向かい合わせの座席には二人の男女が座っており、仲睦まじそうに談笑している。
男の方は黒い軍服姿のゼルフ、一年前からミレアと共に帝国の騎士団に採用され着実に成果を上げているミレアの古い友人である。
一方女の方は、メイド服に身を包みツインテールがトレードマークのリンという少女。毎回皇女の開く舞踏会や催し物に参加する伯爵家のメイドであり、皇女の護衛部隊に所属していたミレアと顔を合わせる回数が多く、徐々に友人関係へと発展した新しい友人であった。
ゼルフとリンは最近ようやく恋人同士となり、ミレアの祝福を受けて幸せそうにしている。
その二人を見て、まさかこの組み合わせになるとは思いもしなかったと、ミレアは毎回感じていた。

本当は18歳でないと飲んではならない酒を口元に運びながら、この半年の間自分が勤め上げたいわゆるキューピット役を思えば、やっと二人がくっついてほっとする。
幸せそうな二人をほほ笑みながら見つめたミレアは、ふとその当時を思い出していた。
帝国と王国との4年にわたる大戦が終了し、両親を亡くしたミレアは戦後2年の間に傭兵として腕を磨いていた。
傭兵仲間との別れや悪人の討伐を経て、1年前からようやく念願の帝国での騎士見習いとしてゼルフと共に雇われた。
ゼルフは帝国の騎士部隊の中でも精鋭である黒騎士団に入隊し、ミレアは近衛騎士団に入隊していた。
今では友人のリンとは、初任務である皇女の催した舞踏会で出会ったのだった。

優雅な伴奏に合わせて綺麗に着飾った令嬢やら貴族たちが揺れるようにワルツを踊る。
その光景を、部屋の隅で眺める小間使いたちに交じりミレアもぼんやりと眺めていた。
まだ背の小さな女の子までが高価な装飾品で身を飾り、円形のダンスホールで貴族の手を取り踊っている。
貴族や王族の血縁者でない者はどう頑張ってもその輪の中にはいられない。
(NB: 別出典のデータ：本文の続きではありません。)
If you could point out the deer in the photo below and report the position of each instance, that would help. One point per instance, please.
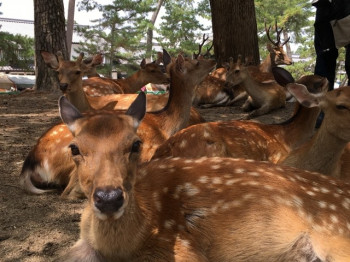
(71, 84)
(101, 86)
(205, 209)
(48, 162)
(263, 72)
(250, 139)
(263, 96)
(323, 152)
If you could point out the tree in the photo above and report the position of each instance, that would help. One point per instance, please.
(234, 29)
(119, 32)
(181, 26)
(50, 35)
(17, 50)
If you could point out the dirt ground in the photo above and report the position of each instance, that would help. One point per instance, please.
(39, 228)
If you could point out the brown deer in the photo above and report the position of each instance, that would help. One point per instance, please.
(148, 73)
(206, 209)
(48, 161)
(323, 152)
(249, 139)
(70, 75)
(263, 96)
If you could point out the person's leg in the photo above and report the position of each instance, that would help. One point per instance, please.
(347, 62)
(326, 63)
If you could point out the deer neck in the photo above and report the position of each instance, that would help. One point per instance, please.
(175, 115)
(131, 84)
(78, 98)
(266, 65)
(321, 154)
(119, 238)
(300, 127)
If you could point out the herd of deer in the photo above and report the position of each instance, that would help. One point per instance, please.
(164, 185)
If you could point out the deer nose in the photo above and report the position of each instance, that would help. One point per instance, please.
(63, 87)
(108, 200)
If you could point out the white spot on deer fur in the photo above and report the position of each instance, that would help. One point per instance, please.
(253, 174)
(310, 193)
(168, 224)
(215, 167)
(217, 180)
(200, 160)
(322, 204)
(324, 190)
(334, 218)
(230, 182)
(191, 190)
(183, 144)
(206, 134)
(203, 179)
(239, 171)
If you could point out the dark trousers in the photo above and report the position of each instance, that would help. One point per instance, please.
(326, 63)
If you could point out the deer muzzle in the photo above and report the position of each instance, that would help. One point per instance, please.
(108, 200)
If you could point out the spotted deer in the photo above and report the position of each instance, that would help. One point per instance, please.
(263, 96)
(248, 139)
(206, 209)
(323, 152)
(49, 161)
(148, 73)
(70, 74)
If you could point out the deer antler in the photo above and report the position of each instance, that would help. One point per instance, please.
(200, 46)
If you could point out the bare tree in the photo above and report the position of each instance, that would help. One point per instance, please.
(234, 29)
(150, 29)
(50, 35)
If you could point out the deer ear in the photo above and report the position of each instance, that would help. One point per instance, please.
(180, 63)
(137, 109)
(50, 59)
(68, 113)
(282, 76)
(303, 96)
(166, 58)
(143, 63)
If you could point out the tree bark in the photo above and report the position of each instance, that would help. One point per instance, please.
(150, 31)
(50, 36)
(234, 30)
(70, 25)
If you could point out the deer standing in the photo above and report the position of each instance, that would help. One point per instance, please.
(49, 161)
(206, 209)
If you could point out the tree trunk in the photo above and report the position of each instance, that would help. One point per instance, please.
(50, 36)
(70, 25)
(150, 31)
(234, 30)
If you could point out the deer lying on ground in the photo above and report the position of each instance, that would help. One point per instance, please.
(249, 139)
(206, 209)
(263, 96)
(263, 72)
(70, 75)
(48, 161)
(323, 152)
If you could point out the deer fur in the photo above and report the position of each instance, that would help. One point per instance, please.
(154, 130)
(206, 209)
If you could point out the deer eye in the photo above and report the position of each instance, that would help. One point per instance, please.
(74, 150)
(341, 107)
(135, 148)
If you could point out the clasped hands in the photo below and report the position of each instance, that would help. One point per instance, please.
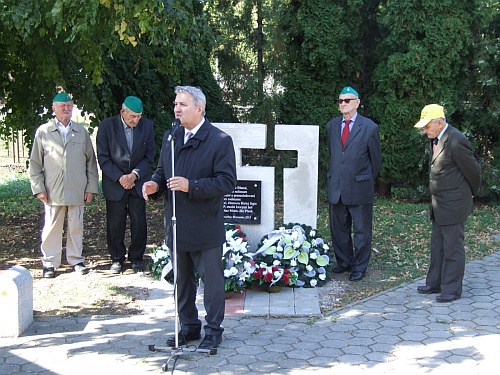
(175, 183)
(128, 181)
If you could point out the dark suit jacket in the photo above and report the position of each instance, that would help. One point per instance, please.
(454, 177)
(353, 169)
(115, 159)
(208, 161)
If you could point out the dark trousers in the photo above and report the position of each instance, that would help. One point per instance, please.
(134, 206)
(352, 250)
(208, 263)
(447, 267)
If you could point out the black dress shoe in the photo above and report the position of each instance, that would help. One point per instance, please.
(48, 272)
(116, 268)
(210, 342)
(340, 269)
(138, 266)
(184, 338)
(427, 289)
(356, 275)
(446, 297)
(80, 268)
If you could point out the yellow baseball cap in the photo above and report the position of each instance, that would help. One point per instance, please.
(429, 113)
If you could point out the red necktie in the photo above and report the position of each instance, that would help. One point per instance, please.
(345, 132)
(434, 144)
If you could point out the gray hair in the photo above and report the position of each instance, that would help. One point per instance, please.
(198, 96)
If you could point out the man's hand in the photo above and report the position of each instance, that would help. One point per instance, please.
(128, 180)
(44, 197)
(148, 188)
(88, 197)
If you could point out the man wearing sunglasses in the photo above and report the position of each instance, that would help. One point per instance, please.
(355, 159)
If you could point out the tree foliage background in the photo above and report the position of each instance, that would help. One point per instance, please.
(266, 61)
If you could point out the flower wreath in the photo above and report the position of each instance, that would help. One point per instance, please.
(296, 250)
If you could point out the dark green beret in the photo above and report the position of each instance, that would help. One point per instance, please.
(133, 103)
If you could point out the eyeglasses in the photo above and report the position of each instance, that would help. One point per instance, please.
(347, 101)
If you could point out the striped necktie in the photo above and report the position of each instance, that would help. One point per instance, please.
(345, 132)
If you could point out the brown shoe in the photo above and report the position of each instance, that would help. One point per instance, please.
(427, 290)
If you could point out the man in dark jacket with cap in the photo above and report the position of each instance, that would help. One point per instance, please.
(355, 160)
(125, 151)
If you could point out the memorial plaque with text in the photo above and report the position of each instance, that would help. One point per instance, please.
(243, 205)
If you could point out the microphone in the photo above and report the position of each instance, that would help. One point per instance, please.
(175, 125)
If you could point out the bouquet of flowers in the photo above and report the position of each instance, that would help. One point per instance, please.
(161, 266)
(273, 275)
(236, 260)
(297, 251)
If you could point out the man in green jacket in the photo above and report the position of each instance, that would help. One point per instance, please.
(63, 175)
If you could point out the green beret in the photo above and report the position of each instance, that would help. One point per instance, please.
(349, 90)
(133, 103)
(62, 97)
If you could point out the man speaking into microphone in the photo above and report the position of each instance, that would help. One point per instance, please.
(205, 171)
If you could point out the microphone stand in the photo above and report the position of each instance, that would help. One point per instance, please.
(176, 351)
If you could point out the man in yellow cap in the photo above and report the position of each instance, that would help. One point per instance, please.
(454, 179)
(125, 151)
(63, 175)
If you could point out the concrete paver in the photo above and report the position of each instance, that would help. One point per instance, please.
(396, 331)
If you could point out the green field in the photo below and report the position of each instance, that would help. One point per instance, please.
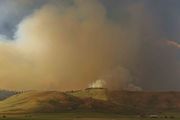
(80, 116)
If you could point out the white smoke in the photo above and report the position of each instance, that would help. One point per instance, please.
(98, 84)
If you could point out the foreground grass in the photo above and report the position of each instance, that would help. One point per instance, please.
(80, 116)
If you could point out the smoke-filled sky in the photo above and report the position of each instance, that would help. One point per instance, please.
(69, 44)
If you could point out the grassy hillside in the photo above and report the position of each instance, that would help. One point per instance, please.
(92, 100)
(95, 93)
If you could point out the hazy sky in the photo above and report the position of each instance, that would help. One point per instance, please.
(68, 44)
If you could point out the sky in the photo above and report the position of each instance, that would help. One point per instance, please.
(71, 44)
貴族をたぶらかすか、ものすごい努力と運で成り上がるかしかそこに入る余地はないのだ。
(でも平民から近衛騎士団にまで来たんだから、私だって良い方じゃない!)と思い直したミレアは、ふと近くに年齢の近そうな少女の姿を見つけてそちら視線を投げる。
見れば黒を基調としたメイド服に身を包む、金髪の少女がダンスホールを一心に見つめている。
何をそんなに心配そうに見ているのだろうと視線を追うと、青年の貴族風の男と踊る小さな少女に行きつく。
ポニーテールの小さな少女はよくよく見れば必死そうに踊っており、相手の足を踏まないように足元にばかり目を向けている。
しかし、疲労のためか踊る相手との身長差のせいか、ついに相手の足を踏んづけてしまった。
「ごめんなさい!」と慌てて謝るその少女を、メイドは我子を眺める親のような保護者気質の視線で見つめており、心配げに両手を握り合わせてそわそわしている。
(あのメイドの子の雇い主のお嬢さんなのかな?)
何となく主人を敬う忠実な態度に好感を持ったミレアは、会場内のざわめきに乗じてそのメイドに声を掛けた。

「あのお嬢さんが雇い主なの?」
年齢も近そうだったため軽い口調で話しかけると、彼女は驚いたようにこちらを見つめ、しばらくしてこくりと頷いた。
「はい、そうなのです…まだワルツに慣れていらっしゃらなくて…」
「そうなんだ。最近貴族になったとか?」
硬い敬語での返答だが、それでも反応してくれたことが嬉しくてミレアはさらに続けた。
もともと騎士志望者というのは男が多く、女の友人が出来にくいことが最近の悩みであったミレアは久しぶりの同性との会話に心が躍っていた。
「はい。2年前に伯爵の地位をいただいたんです。なのでお嬢様はまだこういう催し物には慣れていらっしゃらないんですよ」
ふぅんと相槌を打てば、メイドの少女は少し微笑んで「ですが弓矢と絵画には秀でているんですよ!」と嬉しそうに指を組み合わせてにっこりと笑う。
普通使用人は表面には出さなくとも心のどこかで雇い主を疎ましく思っているものだと考えていたミレアは、このメイドの表情に新鮮なものを覚えて驚いた。
自分の子どもを自慢する親のように、雇い主の少女をちゃんと尊敬して見守っている。
ミレア自身雇い主である皇女シェリルの傍若無人っぷりに飽き飽きしていた為、純粋に主人思いの子のメイドに好印象を持ち、ぜひとも友人になりたいと思い始めた。
うだうだ悩まず即行動に移すミレアはさっそく籠手で覆われた右手を差し出し、微笑みを讃えながら言った。
「私ミレア・クロスヒィルム。皇女シェリル様の近衛騎士団なの。よかったら友達になりましょ!」
メイドは突然の行動に驚いていたようだったが、その手を取り握手を交わした。
「私はリン・ミルネランスです。シュナイテッター家のメイドをしています。こちらこそよろしくお願いします」



最近知ったのですが、本文って4000文字までかけるんですね!
2000文字かと思って、まだ書きたかったのにーと思いながら内容を削りに削ってました;
4000文字ならターン制でも存分に書けそうです!ただ長すぎて読みにくいかもしれませんが…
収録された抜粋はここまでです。